SiSTA’s answer is to generate it. Starting from a generative model of the source domain, a StyleGAN, it fine-tunes the generator to the target using just the one available example, so the generator now produces images with the target’s style. Then comes the clever part: rather than naively sampling, SiSTA prunes the generator’s internal activations to deliberately diversify what it produces, either zeroing low activations or rewinding them to their source-model values. This sweeps out a spread of plausible target-domain images instead of minor variations on a single one.

SiSTA in four steps: take a source classifier and source StyleGAN, fine-tune the generator to the target domain using a single example, generate a diverse synthetic target set via activation pruning, and use it to adapt the classifier with any source-free method.

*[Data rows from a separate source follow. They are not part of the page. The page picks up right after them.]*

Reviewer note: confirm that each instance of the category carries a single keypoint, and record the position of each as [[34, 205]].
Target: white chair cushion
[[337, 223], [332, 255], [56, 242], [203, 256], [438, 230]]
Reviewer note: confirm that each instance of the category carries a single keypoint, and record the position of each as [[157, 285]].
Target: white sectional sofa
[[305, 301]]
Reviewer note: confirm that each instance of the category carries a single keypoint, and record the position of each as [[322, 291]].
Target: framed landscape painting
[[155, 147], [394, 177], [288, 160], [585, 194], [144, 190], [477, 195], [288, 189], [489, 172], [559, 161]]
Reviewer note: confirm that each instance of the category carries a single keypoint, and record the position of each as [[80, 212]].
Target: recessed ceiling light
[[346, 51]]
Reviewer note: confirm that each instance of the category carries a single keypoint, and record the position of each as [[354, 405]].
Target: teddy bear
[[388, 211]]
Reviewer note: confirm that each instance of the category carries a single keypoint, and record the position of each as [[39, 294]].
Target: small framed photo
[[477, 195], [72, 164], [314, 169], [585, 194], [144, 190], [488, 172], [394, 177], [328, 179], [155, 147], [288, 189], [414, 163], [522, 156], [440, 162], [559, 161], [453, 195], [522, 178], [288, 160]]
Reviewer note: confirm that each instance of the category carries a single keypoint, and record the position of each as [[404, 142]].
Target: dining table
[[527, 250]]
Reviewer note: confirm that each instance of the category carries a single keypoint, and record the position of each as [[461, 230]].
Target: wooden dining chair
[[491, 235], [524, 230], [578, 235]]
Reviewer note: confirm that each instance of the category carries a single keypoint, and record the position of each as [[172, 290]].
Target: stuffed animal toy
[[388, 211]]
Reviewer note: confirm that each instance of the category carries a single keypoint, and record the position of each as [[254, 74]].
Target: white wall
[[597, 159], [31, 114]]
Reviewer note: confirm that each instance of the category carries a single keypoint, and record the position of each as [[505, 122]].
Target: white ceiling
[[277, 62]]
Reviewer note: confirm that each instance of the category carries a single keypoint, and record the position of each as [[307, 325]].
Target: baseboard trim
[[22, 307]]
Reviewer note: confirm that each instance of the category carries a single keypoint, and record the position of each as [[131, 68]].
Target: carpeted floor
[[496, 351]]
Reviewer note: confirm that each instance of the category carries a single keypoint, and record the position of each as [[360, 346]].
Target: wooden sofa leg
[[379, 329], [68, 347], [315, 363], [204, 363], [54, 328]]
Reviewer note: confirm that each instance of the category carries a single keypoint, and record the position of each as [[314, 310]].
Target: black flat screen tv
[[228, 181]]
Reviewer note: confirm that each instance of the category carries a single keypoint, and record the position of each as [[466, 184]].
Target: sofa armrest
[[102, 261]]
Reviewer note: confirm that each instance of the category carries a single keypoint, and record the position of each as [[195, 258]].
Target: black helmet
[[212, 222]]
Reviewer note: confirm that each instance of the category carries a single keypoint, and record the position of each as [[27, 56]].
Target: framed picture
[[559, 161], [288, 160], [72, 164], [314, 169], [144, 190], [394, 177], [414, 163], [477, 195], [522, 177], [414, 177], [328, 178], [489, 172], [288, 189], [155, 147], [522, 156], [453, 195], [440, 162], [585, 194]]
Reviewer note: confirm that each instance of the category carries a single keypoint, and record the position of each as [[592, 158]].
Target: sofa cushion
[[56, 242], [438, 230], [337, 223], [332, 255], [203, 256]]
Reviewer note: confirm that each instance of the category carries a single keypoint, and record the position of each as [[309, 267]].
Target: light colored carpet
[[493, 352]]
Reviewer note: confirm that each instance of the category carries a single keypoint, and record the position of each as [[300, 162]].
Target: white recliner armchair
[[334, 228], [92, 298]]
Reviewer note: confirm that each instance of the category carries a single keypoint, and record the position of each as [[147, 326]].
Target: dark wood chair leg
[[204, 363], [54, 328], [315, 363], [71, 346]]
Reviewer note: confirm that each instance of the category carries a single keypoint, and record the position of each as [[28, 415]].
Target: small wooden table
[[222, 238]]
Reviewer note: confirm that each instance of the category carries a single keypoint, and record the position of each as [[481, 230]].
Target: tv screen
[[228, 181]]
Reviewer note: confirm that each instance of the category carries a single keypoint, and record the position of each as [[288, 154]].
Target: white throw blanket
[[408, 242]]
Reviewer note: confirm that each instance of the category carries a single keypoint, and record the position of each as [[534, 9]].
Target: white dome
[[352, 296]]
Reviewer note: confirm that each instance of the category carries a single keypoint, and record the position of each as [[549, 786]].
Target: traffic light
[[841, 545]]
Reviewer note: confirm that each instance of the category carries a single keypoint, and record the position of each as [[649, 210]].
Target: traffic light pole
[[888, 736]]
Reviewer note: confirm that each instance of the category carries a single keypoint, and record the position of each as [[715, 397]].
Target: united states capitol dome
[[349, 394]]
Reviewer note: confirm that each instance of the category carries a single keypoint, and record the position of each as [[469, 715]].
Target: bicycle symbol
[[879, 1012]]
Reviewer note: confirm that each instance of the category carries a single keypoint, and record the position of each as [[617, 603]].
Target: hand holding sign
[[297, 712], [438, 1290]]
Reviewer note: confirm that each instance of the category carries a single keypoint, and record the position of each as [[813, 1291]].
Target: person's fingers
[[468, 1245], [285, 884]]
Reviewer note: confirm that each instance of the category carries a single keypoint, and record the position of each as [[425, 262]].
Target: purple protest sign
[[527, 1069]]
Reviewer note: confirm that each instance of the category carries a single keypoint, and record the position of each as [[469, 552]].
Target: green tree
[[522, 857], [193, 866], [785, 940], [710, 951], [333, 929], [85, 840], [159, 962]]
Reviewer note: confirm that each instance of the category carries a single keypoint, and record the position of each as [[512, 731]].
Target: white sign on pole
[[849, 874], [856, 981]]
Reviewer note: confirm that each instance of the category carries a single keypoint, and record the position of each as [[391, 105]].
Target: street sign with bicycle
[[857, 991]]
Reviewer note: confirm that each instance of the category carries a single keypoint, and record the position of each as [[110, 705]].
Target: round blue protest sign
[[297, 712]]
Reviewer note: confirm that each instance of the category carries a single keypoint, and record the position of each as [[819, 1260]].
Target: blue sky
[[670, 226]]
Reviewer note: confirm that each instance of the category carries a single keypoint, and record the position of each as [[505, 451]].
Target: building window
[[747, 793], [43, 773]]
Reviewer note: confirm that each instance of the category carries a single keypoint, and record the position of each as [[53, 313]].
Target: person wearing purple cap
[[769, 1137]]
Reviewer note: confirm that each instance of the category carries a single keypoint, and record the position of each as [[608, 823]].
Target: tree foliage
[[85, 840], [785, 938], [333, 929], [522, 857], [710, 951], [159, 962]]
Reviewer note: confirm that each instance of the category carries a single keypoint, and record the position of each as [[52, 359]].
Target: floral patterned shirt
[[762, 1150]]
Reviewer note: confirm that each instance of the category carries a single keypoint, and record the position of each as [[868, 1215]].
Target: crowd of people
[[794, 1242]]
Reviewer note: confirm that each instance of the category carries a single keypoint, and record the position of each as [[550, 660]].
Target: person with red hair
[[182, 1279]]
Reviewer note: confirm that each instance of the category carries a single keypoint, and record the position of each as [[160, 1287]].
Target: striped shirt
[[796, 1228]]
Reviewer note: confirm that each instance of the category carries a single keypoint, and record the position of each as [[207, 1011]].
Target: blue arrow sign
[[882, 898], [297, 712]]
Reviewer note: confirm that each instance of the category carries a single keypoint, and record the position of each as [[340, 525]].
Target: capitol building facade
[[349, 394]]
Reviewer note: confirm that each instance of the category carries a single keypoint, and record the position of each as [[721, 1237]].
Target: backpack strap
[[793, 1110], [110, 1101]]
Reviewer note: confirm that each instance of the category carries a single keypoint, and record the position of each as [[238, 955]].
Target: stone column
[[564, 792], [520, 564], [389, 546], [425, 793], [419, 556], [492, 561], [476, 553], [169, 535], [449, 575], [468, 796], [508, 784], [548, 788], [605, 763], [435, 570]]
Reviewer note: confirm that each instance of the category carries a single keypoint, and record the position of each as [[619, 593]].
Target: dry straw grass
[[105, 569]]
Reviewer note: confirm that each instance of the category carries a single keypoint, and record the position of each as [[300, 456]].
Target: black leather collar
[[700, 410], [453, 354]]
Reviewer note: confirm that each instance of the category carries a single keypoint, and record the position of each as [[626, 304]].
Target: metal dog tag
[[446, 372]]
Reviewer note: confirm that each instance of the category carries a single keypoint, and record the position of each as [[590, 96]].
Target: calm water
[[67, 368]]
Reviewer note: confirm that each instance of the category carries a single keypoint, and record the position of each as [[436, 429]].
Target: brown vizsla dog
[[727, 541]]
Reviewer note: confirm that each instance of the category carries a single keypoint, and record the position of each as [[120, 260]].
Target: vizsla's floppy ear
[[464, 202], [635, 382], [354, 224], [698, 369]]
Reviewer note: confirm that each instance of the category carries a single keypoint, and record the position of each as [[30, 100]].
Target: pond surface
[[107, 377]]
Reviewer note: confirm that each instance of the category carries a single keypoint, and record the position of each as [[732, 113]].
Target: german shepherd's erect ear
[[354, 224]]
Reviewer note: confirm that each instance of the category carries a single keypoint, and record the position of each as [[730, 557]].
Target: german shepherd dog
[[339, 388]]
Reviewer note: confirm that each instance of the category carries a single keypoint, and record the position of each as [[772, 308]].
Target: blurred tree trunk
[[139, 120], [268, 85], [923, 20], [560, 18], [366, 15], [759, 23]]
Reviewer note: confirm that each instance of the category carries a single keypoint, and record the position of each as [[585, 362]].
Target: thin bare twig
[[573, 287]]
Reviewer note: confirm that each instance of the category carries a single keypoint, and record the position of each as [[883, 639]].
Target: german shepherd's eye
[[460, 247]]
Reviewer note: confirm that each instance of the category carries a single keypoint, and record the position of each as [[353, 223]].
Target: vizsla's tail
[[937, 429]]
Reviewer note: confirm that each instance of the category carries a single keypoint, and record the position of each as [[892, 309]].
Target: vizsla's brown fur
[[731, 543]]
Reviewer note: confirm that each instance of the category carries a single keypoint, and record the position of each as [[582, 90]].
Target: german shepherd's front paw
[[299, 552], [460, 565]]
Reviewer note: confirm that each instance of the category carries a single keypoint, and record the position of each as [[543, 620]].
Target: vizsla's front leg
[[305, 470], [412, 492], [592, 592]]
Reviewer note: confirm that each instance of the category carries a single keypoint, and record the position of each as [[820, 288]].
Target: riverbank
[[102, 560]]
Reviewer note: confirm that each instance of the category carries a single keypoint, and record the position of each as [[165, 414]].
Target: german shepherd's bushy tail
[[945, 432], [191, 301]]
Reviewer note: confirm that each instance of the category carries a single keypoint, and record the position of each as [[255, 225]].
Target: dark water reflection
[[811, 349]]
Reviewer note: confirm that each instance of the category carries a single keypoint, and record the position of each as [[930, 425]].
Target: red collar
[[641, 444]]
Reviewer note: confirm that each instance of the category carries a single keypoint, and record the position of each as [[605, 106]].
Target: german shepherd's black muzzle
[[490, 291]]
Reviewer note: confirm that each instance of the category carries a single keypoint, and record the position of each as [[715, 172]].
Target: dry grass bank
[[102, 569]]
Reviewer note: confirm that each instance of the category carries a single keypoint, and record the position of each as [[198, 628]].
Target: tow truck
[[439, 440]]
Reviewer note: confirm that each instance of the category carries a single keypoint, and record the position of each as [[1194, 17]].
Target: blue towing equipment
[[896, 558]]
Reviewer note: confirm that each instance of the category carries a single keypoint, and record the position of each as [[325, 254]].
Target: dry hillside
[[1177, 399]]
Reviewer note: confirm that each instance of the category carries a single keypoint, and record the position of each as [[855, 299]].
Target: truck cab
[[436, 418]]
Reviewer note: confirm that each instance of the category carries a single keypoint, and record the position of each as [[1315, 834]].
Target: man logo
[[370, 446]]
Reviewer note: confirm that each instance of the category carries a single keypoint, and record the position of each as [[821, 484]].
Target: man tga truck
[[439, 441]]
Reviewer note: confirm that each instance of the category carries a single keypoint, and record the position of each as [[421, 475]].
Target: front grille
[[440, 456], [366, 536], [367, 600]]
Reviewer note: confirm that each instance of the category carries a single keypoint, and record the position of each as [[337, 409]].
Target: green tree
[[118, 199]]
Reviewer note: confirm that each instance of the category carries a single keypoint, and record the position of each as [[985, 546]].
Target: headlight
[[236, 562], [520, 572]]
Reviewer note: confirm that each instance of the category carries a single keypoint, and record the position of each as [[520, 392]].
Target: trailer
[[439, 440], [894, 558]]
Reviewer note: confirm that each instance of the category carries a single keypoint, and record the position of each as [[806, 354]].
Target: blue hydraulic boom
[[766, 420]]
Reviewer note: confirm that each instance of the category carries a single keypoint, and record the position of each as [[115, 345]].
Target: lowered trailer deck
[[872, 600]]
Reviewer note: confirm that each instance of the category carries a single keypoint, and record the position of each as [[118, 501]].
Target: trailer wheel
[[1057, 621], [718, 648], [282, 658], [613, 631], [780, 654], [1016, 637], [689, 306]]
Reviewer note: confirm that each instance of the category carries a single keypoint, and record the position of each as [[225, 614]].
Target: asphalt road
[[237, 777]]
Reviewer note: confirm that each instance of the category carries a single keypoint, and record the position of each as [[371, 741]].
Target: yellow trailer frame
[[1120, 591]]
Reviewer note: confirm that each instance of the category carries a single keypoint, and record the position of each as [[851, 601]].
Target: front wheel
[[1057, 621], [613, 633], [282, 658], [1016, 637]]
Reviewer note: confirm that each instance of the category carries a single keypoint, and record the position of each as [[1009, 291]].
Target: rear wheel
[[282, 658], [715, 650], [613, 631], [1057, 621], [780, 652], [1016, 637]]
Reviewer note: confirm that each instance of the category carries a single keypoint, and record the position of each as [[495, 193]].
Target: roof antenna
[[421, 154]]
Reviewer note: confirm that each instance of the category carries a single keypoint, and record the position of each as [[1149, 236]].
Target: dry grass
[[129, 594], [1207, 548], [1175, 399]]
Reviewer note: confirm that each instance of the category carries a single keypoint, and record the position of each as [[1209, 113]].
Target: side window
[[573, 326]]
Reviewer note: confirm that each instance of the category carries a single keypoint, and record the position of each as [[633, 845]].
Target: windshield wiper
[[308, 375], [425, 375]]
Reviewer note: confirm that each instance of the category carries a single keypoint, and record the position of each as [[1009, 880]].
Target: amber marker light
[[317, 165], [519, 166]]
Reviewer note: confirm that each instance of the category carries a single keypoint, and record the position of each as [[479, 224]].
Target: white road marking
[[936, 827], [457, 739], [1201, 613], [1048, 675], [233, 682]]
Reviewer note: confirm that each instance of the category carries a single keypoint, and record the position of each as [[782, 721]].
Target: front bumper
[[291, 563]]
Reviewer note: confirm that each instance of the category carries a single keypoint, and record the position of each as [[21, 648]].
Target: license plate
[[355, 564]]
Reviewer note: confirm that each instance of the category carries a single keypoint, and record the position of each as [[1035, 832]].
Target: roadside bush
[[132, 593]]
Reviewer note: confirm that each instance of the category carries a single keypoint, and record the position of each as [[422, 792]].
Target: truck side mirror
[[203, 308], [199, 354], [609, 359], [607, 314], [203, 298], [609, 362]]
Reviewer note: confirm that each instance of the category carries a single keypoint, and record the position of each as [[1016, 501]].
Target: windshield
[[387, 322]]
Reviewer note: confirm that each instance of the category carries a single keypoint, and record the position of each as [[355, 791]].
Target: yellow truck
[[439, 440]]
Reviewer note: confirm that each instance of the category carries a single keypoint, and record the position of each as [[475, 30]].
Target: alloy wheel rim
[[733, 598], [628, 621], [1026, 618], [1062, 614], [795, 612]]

The resulting synthetic dataset, though grown from one real example, is diverse enough to drive ordinary source-free adaptation of the classifier. The pruning strategies are what make the difference between a useful spread of target-like samples and a near-duplicate collection.

Activation pruning controls the diversity of the synthetic target set. Compared to naive sampling, the prune-zero and prune-rewind strategies produce more varied target-domain reconstructions from the same source image, which is what makes single-shot adaptation work.

On face-attribute tasks under increasingly severe shifts, this single-shot recipe improves substantially over generic-augmentation baselines, by as much as twenty points in the hardest cases, and lands within a few points of an oracle that was allowed to adapt using the entire target dataset. From one example, SiSTA recovers most of the benefit of having the whole target domain in hand.

Closing the Loop

Step back and the four parts form a single reliability pipeline. Anchoring gives a model a calibrated sense of its own uncertainty. That uncertainty, joined with a manifold-conformity signal, becomes a precise account of when the model will fail. Feature- and model-level diagnostics then explain how a distribution has shifted and which attributes are responsible. And finally, test-time adaptation acts on that knowledge, realigning the model when target data is plentiful and synthesizing it when it is scarce. None of these steps demands retraining from scratch or shipping the original training data, which is precisely what makes the whole chain practical for models that are already deployed. Trustworthy machine learning, in this telling, is less about any single trick than about closing the loop from knowing you might be wrong to doing something about it.